Marc Genton

Department of Statistics, Texas A&M University


Functional Boxplots for Visualization of Complex Curve/Image Data: An Application to Precipitation and Climate Model Output

In many statistical experiments, the observations are functions by nature, such as temporal curves or spatial surfaces/images, where the basic unit of information is the entire observed function rather than a string of numbers. For example the temporal evolution of several cells, the intensity of medical images of the brain from MRI, the spatio-temporal records of precipitation in the U.S., or the output from climate models, are such complex data structures. Our interest lies in the visualization of such data and the detection of outliers. With this goal in mind, we have defined functional boxplots and surface boxplots. Based on the center outwards ordering induced by band depth for functional data or surface data, the descriptive statistics of such boxplots are: the envelope of the 50% central region, the median curve/image and the maximum non-outlying envelope.

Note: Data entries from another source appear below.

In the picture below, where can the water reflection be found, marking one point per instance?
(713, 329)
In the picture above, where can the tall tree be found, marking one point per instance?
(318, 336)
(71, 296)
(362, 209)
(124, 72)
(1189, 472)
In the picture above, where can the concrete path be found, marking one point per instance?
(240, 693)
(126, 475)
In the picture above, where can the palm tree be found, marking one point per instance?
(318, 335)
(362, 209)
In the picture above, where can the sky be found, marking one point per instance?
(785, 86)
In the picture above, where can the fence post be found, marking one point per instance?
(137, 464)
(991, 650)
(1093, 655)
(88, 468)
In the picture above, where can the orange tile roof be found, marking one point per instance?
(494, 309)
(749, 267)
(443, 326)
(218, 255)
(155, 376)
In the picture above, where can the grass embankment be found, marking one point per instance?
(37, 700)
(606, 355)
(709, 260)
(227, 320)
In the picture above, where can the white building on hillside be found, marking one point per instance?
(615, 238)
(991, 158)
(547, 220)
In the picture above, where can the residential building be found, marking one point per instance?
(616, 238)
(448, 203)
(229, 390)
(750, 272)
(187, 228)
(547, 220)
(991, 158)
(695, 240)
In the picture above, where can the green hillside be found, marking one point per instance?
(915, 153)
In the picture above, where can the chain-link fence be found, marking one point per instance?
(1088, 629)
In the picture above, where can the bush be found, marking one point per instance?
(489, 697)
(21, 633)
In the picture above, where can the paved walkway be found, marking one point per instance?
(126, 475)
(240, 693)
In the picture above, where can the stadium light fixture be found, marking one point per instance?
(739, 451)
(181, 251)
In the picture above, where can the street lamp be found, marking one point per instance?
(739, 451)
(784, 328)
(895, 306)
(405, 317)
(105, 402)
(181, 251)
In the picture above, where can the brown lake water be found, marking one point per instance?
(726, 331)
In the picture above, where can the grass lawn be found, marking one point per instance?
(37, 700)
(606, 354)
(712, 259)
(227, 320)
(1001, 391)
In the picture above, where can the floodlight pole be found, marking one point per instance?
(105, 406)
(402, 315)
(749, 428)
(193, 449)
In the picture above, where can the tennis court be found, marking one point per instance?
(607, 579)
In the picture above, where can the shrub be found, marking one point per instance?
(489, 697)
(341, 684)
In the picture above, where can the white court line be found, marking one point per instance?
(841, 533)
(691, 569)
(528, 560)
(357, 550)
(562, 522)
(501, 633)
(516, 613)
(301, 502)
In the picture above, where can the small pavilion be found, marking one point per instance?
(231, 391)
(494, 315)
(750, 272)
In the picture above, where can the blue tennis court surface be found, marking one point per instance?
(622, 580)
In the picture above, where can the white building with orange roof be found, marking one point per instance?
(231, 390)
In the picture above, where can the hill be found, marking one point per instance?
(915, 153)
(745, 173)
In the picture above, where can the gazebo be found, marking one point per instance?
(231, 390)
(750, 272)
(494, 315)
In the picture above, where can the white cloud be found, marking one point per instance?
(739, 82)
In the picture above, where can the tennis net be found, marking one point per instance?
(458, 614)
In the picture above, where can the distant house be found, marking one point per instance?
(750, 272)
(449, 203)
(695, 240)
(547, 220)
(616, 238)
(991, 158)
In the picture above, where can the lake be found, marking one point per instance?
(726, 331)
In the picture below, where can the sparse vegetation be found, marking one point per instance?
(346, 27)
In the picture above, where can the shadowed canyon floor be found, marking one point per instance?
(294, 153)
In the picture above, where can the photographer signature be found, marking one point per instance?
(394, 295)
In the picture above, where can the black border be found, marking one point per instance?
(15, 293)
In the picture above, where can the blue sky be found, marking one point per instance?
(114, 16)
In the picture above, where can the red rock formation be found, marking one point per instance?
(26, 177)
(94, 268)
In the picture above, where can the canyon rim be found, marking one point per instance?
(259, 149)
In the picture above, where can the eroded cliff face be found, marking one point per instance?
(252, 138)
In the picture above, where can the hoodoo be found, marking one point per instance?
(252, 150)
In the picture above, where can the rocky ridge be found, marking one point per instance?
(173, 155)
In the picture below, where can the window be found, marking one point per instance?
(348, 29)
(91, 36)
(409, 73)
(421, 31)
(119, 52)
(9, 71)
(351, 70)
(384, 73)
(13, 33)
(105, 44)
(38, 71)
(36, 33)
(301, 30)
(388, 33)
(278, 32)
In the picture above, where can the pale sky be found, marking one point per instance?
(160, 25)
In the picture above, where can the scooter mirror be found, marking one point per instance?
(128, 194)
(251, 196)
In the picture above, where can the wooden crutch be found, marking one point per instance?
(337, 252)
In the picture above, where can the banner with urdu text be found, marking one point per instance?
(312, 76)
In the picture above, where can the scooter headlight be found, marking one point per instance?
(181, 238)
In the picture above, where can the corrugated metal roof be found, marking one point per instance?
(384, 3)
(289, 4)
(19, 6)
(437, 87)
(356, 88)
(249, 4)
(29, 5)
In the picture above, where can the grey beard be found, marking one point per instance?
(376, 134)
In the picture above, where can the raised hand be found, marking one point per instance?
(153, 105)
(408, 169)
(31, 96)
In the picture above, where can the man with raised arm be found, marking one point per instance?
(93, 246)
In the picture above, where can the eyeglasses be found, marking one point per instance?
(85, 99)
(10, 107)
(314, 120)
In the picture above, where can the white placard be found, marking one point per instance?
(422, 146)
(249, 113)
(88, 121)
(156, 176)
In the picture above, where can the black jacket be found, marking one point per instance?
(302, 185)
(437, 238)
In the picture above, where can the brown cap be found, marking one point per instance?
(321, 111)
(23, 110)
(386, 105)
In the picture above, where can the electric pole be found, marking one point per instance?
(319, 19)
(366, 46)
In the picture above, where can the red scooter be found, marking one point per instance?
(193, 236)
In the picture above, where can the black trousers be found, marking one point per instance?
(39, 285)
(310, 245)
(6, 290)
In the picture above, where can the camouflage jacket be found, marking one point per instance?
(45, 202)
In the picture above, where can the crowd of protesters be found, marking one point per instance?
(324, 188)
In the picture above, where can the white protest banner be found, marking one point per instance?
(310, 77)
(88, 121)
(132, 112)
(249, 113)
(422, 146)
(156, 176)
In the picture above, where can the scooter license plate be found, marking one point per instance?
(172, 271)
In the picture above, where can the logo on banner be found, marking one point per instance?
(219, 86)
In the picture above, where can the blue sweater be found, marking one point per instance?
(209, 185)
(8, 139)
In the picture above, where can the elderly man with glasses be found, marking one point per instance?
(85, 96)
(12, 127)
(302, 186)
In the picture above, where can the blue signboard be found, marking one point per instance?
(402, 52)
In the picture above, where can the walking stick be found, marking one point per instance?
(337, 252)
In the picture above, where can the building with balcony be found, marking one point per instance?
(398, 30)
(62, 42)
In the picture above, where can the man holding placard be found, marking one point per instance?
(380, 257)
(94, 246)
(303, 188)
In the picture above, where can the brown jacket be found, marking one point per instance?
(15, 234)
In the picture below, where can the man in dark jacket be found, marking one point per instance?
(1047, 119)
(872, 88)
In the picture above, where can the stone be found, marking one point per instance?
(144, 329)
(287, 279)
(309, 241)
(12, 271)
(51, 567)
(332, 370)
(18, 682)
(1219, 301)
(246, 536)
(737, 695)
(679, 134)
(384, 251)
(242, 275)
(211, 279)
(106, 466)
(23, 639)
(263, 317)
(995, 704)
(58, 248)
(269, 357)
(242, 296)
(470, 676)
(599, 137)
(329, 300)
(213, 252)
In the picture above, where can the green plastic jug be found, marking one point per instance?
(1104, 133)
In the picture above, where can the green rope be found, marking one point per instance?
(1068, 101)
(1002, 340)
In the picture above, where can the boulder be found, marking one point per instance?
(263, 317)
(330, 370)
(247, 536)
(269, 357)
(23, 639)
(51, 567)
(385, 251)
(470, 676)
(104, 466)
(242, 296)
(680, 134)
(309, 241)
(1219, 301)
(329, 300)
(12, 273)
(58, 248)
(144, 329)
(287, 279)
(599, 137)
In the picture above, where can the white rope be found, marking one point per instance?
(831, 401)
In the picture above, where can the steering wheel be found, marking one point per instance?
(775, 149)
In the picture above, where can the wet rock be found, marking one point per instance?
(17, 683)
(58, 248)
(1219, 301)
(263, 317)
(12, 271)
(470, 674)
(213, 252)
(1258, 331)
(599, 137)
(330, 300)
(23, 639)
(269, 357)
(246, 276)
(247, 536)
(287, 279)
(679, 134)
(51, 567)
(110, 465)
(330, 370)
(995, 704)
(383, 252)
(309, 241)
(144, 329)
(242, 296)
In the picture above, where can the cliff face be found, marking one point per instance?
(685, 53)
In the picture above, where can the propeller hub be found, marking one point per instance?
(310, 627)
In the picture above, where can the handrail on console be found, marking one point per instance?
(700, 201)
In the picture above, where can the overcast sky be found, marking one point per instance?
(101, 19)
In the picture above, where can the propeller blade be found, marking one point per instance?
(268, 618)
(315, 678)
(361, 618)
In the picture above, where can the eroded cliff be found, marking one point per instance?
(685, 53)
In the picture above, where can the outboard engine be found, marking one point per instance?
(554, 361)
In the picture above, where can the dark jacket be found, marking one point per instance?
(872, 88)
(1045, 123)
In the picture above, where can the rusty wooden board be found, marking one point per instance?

In addition, outliers can be detected in a functional/surface boxplot by the 1.5 times the 50% central region empirical rule, analogous to the rule for classical boxplots. We illustrate the construction of a functional boxplot on a series of sea surface temperatures related to the El Nino phenomenon and its outlier detection performance is explored by simulations. As applications, the functional boxplot is demonstrated on spatio-temporal U.S. precipitation data for nine climatic regions and on climate general circulation model (GCM) output. Further adjustments of the functional boxplot for outlier detection in spatio-temporal data are discussed as well. The talk is based on joint work with Ying Sun.